The Volokh Conspiracy
Mostly law professors | Sometimes contrarian | Often libertarian | Always independent
Did the Education Department Badly Err in Its Count of Shootings at Schools?
An illustration, it seems, of how badly statistics can go wrong (and of the principle "Garbage In, Garbage Out").
NPR (Anya Kamenetz) reports:
This spring the U.S. Education Department reported that in the 2015-2016 school year, "nearly 240 schools … reported at least 1 incident involving a school-related shooting." The number is far higher than most other estimates.
But NPR reached out to every one of those schools repeatedly over the course of three months and found that more than two-thirds of these reported incidents never happened….
We were able to confirm just 11 reported incidents, either directly with schools or through media reports.
In 161 cases, schools or districts attested that no incident took place or couldn't confirm one. In at least four cases, we found, something did happen, but it didn't meet the government's parameters for a shooting. About a quarter of schools didn't respond to our inquiries.
The Education Department report is based on surveys returned by schools, apparently without any real checking, and some of the source data seems to have been badly wrong:
[The survey] reports 26 shootings within the Ventura Unified School District in Southern California.
"I think someone pushed the wrong button," said Jeff Davis, an assistant superintendent there.

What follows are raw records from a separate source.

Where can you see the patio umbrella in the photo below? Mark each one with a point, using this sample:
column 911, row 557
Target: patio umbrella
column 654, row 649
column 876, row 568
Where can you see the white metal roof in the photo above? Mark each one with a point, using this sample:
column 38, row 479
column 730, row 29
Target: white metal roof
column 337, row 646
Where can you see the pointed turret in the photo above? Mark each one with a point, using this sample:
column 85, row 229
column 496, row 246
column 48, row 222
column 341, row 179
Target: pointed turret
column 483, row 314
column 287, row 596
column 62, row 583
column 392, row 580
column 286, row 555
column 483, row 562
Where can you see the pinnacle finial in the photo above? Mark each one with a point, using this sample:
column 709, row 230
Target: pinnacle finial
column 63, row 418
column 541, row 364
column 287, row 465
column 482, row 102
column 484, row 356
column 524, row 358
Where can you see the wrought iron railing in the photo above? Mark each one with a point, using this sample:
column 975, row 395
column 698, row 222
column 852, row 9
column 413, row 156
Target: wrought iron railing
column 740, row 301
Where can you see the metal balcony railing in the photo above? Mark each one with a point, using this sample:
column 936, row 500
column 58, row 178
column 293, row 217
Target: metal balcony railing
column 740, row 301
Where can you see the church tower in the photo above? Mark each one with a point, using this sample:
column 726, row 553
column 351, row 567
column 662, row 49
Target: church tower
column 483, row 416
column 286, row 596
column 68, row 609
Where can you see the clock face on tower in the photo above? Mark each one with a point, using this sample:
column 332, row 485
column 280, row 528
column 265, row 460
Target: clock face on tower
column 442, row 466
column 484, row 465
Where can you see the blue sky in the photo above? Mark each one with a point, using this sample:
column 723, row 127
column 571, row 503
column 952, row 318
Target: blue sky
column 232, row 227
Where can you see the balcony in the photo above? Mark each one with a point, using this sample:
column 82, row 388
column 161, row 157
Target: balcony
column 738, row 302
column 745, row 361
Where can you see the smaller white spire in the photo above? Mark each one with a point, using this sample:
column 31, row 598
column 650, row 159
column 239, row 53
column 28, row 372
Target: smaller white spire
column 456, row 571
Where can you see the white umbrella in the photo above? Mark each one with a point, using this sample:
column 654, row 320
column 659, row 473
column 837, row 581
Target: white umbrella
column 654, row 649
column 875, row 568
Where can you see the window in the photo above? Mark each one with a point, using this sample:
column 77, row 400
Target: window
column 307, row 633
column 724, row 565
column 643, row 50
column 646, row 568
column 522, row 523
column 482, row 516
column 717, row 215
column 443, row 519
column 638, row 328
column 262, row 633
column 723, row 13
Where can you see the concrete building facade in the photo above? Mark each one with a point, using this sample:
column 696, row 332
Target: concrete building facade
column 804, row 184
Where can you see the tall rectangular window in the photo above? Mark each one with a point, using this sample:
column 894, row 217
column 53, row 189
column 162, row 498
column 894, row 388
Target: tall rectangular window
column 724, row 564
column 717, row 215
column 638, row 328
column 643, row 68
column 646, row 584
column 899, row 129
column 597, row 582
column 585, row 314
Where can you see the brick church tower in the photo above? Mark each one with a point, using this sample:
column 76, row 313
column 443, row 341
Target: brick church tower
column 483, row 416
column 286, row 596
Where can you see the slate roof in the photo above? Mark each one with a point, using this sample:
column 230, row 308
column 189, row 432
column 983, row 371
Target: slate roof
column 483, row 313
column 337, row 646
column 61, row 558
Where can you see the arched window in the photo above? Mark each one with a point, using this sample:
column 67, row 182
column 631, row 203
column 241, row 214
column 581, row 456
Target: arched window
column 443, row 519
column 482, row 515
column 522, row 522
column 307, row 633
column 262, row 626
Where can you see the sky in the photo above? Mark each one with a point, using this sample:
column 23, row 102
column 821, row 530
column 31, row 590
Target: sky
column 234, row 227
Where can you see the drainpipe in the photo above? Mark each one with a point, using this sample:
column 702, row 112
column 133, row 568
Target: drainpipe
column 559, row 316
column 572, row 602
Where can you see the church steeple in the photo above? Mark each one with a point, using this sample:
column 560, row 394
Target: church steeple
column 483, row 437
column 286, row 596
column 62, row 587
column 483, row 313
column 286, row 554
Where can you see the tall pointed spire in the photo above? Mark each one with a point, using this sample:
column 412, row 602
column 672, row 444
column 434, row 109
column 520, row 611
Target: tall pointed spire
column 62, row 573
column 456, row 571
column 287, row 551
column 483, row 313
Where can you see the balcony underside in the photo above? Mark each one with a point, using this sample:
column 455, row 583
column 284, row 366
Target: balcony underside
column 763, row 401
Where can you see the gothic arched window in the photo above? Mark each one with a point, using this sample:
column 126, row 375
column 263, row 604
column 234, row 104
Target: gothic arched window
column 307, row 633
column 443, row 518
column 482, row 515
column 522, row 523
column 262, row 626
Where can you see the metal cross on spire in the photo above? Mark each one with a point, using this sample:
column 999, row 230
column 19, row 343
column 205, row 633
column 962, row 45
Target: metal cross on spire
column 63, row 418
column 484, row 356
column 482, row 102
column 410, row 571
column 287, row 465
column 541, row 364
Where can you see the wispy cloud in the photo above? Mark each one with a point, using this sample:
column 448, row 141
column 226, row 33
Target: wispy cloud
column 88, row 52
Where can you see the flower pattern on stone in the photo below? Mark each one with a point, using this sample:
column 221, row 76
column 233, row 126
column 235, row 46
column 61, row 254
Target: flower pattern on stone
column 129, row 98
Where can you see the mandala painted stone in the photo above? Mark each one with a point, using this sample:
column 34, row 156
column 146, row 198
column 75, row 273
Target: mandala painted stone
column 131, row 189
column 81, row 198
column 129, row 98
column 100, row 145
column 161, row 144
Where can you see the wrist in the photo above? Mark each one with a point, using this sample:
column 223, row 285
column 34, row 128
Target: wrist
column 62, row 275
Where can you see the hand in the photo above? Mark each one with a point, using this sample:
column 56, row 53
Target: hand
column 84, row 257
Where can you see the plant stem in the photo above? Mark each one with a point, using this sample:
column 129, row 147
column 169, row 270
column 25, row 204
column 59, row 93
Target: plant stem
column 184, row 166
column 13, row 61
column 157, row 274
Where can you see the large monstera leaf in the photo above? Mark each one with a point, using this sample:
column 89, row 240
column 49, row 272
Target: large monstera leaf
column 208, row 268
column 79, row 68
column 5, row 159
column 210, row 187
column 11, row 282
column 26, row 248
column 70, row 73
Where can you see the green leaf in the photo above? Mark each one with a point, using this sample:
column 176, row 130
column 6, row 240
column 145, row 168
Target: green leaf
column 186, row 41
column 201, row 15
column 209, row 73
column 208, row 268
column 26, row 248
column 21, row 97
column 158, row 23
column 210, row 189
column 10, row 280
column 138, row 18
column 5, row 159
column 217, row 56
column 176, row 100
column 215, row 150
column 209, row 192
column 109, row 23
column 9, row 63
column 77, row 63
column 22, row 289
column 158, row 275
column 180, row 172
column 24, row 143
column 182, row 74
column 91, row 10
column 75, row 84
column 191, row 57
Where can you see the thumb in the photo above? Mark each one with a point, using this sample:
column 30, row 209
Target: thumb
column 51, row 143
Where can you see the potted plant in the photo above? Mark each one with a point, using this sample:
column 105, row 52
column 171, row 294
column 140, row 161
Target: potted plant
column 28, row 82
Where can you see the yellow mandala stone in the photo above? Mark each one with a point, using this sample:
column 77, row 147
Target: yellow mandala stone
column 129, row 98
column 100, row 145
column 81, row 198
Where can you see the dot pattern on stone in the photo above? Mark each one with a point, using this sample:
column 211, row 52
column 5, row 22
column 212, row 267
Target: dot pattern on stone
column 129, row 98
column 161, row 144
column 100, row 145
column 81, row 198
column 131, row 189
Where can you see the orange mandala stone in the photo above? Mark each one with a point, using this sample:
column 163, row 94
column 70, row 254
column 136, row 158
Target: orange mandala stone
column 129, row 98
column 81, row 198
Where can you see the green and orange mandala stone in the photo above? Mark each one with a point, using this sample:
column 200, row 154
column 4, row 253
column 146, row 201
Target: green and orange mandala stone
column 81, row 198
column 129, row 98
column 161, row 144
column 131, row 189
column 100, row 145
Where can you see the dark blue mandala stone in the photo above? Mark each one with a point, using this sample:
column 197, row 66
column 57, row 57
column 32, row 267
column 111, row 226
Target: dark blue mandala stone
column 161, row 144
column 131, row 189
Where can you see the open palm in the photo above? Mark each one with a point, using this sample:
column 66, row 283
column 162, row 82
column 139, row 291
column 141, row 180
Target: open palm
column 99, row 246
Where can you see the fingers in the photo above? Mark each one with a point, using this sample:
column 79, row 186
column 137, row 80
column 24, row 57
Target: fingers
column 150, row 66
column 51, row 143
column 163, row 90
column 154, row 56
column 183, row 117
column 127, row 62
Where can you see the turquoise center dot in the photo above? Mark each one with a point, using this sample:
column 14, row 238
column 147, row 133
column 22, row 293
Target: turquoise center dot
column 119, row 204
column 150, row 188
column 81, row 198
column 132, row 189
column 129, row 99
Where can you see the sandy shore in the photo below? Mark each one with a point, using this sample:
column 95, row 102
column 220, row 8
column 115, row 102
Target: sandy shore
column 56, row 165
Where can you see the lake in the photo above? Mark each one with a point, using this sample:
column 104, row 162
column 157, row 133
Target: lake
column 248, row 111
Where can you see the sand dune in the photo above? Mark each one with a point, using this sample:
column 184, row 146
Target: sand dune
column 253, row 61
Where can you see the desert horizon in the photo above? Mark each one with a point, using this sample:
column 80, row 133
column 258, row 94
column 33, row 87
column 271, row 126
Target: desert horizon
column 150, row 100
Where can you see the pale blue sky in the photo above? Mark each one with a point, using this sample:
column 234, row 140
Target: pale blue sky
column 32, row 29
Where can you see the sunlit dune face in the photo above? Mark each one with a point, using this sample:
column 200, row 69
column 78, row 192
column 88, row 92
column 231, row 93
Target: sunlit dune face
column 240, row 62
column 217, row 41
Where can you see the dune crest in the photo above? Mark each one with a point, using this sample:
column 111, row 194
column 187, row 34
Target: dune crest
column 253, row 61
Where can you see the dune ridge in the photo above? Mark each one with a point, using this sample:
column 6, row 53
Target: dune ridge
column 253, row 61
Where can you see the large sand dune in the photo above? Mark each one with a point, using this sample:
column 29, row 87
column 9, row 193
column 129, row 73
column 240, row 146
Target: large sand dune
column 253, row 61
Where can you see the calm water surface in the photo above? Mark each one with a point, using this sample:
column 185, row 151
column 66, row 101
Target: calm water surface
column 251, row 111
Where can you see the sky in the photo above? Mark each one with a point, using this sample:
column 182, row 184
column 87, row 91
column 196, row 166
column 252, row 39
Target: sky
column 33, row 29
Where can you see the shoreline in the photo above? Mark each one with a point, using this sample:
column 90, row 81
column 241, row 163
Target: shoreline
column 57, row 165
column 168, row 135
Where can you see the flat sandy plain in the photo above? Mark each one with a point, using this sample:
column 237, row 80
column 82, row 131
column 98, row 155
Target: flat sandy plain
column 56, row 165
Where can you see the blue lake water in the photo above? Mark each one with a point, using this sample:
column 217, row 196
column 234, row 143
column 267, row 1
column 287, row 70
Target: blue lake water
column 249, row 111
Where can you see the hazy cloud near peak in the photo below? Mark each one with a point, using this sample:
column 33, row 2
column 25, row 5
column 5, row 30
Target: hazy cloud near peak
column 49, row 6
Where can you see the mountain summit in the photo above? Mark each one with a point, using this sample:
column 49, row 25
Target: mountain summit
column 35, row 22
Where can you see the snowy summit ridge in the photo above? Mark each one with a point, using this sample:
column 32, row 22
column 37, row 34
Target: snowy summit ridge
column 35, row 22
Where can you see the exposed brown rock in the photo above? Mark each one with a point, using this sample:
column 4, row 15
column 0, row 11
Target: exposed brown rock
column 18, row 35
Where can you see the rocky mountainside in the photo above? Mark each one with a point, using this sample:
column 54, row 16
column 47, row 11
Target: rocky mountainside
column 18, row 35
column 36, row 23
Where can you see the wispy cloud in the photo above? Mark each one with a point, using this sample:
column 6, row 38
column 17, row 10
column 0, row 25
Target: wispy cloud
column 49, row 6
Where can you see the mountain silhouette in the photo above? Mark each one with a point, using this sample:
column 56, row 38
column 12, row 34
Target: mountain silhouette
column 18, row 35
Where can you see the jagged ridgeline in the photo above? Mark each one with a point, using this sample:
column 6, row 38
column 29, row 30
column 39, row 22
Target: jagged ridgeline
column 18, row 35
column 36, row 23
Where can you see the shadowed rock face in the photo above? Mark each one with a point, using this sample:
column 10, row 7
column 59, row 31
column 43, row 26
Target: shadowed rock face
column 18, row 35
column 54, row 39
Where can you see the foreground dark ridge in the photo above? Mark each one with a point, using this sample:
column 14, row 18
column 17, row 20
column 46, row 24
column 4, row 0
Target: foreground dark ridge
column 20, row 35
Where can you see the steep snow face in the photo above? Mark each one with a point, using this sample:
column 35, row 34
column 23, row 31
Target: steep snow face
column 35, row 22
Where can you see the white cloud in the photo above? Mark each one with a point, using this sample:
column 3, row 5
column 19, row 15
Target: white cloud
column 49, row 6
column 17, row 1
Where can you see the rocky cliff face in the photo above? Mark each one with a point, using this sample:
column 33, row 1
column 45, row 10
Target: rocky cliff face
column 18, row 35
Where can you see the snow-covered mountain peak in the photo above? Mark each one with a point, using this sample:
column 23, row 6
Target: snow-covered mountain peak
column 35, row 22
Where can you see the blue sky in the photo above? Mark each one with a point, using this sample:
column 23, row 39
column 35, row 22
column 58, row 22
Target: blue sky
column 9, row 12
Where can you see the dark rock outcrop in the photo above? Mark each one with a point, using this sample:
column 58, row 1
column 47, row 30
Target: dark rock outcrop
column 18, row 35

The outgoing superintendent, Joe Richards, "has been here for almost 30 years and he doesn't remember any shooting," Davis added. "We are in this weird vortex of what's on this screen and what reality is."
Likewise, 37 incidents were listed for the Cleveland school district, but apparently "37 schools reported 'possession of a knife or a firearm,' which is the previous question on the form." "The number 37, then, was apparently entered on the wrong line." A reminder of how cautious we should be in evaluating data, even data reported by seemingly authoritative federal agencies.